According to Duke Energy, an average monthly electric bill for a similar size home in the Fearrington area is about $110. Despite an extended cold snap last winter, high heat and humidity this summer and unseasonable warmth this fall, most of their energy expenses came from cooking and cleaning.
“I’m so disappointed that we didn’t achieve net-zero this year,” says Schechter, who teamed with Kevin Murphy of Chapel Hill’s NewPhire Building to maximize energy efficiency, ensure clean airflow and capture rainwater from the roof to a 1,200-gallon cistern for irrigation. “With a few tweaks, I think we can do it in the future.”
Schechter’s innovative design amplifies the peacefulness of the property by showcasing some of its most serene aspects. The home is centered by a courtyard garden that can be glimpsed from several rooms. Windows capture outdoor scenes as if they were seasonal, wood-framed paintings. Their ample patio contains a burbling, lily-filled water feature echoed by a second pond in the garden. They’ve seen everything from blue heron to red fox enjoying the grounds.
“In the spring, we were wondering if we made a mistake putting the patio pond near our bedroom,” Velma Helfaer says with a laugh. “The bullfrogs are very loud,” adds Philip Helfaer, imitating their robust bleats as a salamander clung to their screened porch, “but it’s wonderful to hear all the sounds of nature.”
The Helfaers spend a good deal of time outdoors, especially in the evening, when they can enjoy twinkling starlight undisturbed by the glare of commercial lighting. When they retire indoors, they leave the heat off at night, allowing ambient conditions to keep the temperature at or above 69 degrees. Fifteen-inch walls and custom-made insulated windows are part of the science behind this seeming magic.
The Helfaers personally selected many of the home’s finishes, including granite countertops and rich accent wall colors. Elsewhere, they pushed Schechter and Murphy to use the most green options available.
Most of the home has poured concrete floors except for the kitchen and exercise room, which feature cork tile with a leathery amber glow. Warm wood details, including cabinets, shelving and convenient window benches, are fashioned mostly from reclaimed river wood or sustainable species. A full wall of cypress boards create a dynamic pattern of undulating grain in their bedroom.

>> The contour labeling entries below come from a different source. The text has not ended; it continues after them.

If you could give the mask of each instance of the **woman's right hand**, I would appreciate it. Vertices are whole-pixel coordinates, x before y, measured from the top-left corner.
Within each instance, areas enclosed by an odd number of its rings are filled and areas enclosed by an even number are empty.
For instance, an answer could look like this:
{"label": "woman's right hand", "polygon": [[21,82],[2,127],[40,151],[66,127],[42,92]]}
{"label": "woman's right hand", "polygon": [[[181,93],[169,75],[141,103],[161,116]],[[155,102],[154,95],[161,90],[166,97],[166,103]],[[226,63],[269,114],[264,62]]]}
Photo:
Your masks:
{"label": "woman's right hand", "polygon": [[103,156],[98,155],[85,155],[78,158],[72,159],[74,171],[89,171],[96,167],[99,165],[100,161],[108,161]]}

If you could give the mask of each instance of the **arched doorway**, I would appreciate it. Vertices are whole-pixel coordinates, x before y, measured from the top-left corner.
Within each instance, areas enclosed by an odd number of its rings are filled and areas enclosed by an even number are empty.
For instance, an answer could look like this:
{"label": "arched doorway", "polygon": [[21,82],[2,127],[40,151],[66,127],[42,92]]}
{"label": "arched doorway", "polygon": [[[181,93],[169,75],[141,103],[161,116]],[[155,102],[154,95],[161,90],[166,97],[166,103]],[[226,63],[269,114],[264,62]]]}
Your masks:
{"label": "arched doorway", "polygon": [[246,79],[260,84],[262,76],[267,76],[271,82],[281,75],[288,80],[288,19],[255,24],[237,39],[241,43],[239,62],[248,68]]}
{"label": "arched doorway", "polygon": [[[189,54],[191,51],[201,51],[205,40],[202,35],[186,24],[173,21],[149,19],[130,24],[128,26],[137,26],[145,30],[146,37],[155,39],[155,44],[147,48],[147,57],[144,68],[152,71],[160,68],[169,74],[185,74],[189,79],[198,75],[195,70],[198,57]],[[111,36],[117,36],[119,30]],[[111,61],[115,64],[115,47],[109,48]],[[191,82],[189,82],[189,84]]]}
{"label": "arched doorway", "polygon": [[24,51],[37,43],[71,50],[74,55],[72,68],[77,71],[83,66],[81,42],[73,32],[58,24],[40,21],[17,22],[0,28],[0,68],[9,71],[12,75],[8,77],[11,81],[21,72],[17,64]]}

The open pantry off the kitchen contains groceries and their pared-down household goods, including a beloved 40-year-old Champion juicer and her grandmother’s cut-glass water pitcher. A glass bowl is filled with beautiful rocks collected on hikes around the world.
Velma Helfaer has held off on hanging any of the couple’s art collection to date. There is just a scattering of collectibles evident in the home, which is dominated by well-thumbed books and an audiophile’s dream system to enjoy classical music.
Schechter and Murphy ensured that the house could accommodate potential future needs, allowing a guest bedroom to be easily converted into a caregiver’s suite. The overall design balances safety and comfort with green smarts and calming beauty.
“We previously had a place that was passive solar, but it felt like we were living in a greenhouse,” Velma Helfaer says. “It never felt like a place we’d want to spend the rest of our lives in. This does.”